Starting in 2024, gas-powered lawn care equipment cannot be sold to landscaping companies in California. More restrictions are likely coming elsewhere as governments try to figure out how to lessen climate change.
But customers also are demanding change — and were before California's mandate — pushing companies like Toro to develop battery-powered equipment, officials at the Bloomington-based company said.
Toro this fall introduced the GrandStand Revolution and Z Master Revolution, plug-in versions of its most popular commercial lawn mowers.
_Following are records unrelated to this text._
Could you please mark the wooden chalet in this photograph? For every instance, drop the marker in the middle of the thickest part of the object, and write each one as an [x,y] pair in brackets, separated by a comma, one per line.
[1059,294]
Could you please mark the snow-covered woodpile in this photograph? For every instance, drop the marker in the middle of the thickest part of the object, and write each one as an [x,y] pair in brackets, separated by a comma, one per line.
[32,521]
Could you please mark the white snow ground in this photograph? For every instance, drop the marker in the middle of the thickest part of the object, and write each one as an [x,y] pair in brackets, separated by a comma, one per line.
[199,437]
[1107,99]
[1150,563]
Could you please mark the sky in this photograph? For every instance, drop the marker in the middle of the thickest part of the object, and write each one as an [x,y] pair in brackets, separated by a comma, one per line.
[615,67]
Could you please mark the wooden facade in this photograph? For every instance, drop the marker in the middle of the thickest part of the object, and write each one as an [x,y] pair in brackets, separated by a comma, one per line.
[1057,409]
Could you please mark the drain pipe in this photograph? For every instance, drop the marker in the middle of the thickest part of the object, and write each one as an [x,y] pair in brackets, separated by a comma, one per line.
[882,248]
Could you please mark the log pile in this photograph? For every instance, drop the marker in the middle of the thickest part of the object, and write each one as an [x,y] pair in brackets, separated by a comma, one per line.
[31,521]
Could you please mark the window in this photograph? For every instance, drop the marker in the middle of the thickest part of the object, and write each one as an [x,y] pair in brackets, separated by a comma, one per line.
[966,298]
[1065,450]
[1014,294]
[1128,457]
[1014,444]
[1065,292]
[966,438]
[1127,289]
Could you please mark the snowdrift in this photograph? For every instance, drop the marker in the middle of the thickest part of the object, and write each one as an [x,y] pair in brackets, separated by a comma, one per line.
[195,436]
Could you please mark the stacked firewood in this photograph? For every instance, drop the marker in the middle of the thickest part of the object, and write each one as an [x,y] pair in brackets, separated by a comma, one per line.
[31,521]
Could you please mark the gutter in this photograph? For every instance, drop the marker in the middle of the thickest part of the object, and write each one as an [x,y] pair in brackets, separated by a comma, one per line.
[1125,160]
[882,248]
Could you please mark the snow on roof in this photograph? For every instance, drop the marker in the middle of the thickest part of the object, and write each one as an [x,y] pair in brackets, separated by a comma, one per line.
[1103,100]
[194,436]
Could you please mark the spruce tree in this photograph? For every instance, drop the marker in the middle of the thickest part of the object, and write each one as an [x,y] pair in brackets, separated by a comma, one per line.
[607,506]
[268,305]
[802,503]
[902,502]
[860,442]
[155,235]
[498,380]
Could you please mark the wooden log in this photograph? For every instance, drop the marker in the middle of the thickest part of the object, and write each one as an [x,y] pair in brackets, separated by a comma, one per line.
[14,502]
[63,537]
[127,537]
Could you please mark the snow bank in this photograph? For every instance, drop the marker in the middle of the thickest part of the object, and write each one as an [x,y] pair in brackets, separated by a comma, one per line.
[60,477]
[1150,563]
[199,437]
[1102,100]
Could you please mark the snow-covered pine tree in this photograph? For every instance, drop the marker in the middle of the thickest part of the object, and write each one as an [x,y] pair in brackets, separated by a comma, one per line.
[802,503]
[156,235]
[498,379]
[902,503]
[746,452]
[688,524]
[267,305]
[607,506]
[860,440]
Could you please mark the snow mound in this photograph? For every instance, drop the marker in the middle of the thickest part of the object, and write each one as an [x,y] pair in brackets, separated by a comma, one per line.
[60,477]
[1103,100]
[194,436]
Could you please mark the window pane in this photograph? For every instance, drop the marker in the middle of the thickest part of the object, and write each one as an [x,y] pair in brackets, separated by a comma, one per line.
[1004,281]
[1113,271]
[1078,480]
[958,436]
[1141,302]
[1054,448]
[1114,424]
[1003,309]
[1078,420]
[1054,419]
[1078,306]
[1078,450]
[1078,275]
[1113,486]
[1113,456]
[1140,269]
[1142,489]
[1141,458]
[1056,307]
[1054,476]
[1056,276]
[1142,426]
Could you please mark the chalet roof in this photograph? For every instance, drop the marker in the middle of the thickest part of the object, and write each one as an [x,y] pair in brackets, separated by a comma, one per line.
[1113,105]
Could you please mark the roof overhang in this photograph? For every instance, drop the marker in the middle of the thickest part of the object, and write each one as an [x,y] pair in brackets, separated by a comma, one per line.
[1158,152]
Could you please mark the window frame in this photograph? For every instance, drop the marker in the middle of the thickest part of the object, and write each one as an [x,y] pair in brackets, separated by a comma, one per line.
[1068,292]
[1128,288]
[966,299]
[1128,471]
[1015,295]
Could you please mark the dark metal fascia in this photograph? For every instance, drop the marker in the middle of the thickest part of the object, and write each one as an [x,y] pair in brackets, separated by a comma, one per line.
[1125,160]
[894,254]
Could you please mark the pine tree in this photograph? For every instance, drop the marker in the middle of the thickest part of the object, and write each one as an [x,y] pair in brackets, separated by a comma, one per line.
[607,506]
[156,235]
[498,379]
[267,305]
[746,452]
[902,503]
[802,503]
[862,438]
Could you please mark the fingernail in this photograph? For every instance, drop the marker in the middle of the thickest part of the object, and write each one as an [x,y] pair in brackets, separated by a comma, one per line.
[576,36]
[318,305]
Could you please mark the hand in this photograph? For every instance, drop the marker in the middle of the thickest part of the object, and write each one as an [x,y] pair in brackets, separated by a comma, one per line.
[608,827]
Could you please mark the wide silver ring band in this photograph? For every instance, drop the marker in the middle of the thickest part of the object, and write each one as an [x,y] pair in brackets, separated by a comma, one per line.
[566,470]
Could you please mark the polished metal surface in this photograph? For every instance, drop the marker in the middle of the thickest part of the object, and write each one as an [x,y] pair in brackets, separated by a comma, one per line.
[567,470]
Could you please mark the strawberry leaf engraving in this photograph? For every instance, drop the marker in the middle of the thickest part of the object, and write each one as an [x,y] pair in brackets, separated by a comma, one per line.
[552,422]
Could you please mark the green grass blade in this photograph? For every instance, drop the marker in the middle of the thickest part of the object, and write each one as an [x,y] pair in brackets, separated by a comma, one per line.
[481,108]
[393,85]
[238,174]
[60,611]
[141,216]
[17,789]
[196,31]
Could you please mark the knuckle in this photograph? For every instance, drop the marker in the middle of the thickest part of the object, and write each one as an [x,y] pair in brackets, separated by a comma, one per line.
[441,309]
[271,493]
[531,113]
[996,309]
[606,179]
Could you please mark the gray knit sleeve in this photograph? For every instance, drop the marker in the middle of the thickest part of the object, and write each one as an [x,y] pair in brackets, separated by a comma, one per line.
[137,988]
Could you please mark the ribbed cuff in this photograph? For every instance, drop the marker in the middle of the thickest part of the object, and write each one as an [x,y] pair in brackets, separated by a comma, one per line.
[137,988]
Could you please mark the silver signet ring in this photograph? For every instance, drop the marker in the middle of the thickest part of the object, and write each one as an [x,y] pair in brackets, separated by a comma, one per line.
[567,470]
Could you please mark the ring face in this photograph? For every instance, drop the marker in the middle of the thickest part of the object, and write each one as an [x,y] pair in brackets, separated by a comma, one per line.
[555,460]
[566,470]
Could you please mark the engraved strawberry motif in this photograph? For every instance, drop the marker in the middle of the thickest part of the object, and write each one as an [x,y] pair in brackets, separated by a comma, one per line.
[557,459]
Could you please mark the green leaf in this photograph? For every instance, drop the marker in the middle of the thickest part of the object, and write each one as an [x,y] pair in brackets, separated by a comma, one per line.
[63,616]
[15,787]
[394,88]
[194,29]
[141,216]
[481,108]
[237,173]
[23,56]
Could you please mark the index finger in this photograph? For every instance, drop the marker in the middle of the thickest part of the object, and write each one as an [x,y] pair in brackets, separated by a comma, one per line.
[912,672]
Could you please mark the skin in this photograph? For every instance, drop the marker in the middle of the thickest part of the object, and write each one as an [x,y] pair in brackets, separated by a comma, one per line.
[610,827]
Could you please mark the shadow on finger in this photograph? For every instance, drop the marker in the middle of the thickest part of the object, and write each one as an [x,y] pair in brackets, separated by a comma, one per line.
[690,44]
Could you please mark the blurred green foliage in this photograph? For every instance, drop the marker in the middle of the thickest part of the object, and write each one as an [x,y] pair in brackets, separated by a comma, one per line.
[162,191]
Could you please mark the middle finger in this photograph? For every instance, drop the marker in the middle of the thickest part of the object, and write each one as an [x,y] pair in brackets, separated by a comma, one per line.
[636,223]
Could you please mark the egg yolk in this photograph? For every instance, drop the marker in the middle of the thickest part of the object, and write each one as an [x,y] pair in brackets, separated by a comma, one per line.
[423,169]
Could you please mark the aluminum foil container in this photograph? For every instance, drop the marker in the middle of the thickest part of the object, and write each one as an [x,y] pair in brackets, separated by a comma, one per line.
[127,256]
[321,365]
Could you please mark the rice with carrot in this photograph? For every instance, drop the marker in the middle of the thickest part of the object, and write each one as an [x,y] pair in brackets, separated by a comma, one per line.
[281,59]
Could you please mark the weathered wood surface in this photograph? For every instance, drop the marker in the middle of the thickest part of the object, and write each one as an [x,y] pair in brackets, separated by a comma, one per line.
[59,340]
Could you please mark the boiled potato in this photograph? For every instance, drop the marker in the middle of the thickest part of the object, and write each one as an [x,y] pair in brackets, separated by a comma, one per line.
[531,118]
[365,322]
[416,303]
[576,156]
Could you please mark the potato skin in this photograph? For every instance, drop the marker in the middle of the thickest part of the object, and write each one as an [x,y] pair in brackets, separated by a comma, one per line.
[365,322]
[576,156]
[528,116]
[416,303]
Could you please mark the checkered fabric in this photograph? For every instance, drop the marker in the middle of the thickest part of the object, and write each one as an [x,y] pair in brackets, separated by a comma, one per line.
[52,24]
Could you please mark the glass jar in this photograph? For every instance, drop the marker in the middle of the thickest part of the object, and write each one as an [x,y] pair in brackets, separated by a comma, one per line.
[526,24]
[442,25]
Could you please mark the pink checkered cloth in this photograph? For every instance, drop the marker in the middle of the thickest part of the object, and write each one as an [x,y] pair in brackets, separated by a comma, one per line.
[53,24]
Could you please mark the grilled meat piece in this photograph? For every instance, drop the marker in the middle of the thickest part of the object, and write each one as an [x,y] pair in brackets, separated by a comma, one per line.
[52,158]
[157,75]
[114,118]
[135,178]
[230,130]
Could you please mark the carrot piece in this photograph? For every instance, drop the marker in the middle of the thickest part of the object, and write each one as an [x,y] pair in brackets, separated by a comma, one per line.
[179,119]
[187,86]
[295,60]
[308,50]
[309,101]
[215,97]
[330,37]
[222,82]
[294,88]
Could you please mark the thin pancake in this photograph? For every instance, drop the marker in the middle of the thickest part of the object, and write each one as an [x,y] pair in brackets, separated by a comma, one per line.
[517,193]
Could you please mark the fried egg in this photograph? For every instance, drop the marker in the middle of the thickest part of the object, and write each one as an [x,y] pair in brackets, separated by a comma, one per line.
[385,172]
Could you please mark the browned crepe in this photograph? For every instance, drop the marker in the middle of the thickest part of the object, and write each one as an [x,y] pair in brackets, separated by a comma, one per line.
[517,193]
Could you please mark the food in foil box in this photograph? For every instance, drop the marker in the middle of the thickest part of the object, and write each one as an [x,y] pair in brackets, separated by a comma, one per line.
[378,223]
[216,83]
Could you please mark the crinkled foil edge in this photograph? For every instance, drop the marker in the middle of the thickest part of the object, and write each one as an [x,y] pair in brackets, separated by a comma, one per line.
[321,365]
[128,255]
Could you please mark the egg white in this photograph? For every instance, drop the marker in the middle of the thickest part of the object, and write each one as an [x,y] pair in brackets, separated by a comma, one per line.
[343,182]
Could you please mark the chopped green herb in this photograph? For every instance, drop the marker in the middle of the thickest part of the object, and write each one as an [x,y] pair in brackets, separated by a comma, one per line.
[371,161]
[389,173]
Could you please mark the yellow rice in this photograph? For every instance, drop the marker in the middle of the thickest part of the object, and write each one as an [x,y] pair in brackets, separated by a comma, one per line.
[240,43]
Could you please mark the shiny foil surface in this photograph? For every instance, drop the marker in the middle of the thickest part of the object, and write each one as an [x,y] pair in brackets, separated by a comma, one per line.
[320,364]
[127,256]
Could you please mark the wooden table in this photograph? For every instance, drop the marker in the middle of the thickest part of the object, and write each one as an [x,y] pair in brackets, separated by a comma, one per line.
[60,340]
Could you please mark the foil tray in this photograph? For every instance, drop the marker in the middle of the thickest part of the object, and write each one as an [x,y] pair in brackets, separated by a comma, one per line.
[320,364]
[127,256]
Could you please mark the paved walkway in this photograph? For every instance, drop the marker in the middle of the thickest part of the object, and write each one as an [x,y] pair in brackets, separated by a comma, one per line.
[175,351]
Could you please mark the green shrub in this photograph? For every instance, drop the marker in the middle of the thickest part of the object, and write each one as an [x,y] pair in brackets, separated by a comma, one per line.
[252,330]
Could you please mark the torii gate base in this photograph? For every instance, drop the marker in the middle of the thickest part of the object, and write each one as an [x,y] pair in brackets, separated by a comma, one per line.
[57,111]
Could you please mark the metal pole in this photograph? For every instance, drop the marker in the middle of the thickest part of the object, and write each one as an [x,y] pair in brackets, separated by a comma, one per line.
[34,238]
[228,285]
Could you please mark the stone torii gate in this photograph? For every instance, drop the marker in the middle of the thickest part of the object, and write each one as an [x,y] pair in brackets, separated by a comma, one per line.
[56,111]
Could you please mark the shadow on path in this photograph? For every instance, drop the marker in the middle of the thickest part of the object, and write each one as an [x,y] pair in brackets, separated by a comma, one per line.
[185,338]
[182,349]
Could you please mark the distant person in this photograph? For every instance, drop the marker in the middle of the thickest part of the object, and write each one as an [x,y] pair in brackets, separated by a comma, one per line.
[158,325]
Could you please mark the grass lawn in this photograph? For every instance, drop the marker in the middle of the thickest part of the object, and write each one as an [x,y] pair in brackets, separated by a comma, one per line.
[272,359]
The two join Toro's other electric and hybrid products for golf and professional landscape management.
Nick Bloom, president of Bloomington-based Outdoor Perfection lawn care and landscaping, has used Toro equipment since he started his company in 1999. He has built his company from a few neighborhood lawn mowing contracts to a business with 21 employees with both residential and commercial contracts.
Bloom last month tried out Toro's newest all-electric commercial-grade mowers in an all-day test event.
"I've seen battery technology out there, but not in the commercial world," Bloom said. "Honestly, what is unique about this, this is the same machine that we run every single day with all our crews, except that it's battery-powered and it's useable right now."
Toro already has a lineup of popular electric residential products in its Flex-Force line that uses rechargeable lithium ion-based battery packs that can be switched among different products, including 21-inch-wide lawn mowers, single-stage snow blowers, trimmers, leaf blowers, hedge trimmers and other products.
New this snow season are two-stage snow blowers that can use multiple battery packs in the Flex-Force line.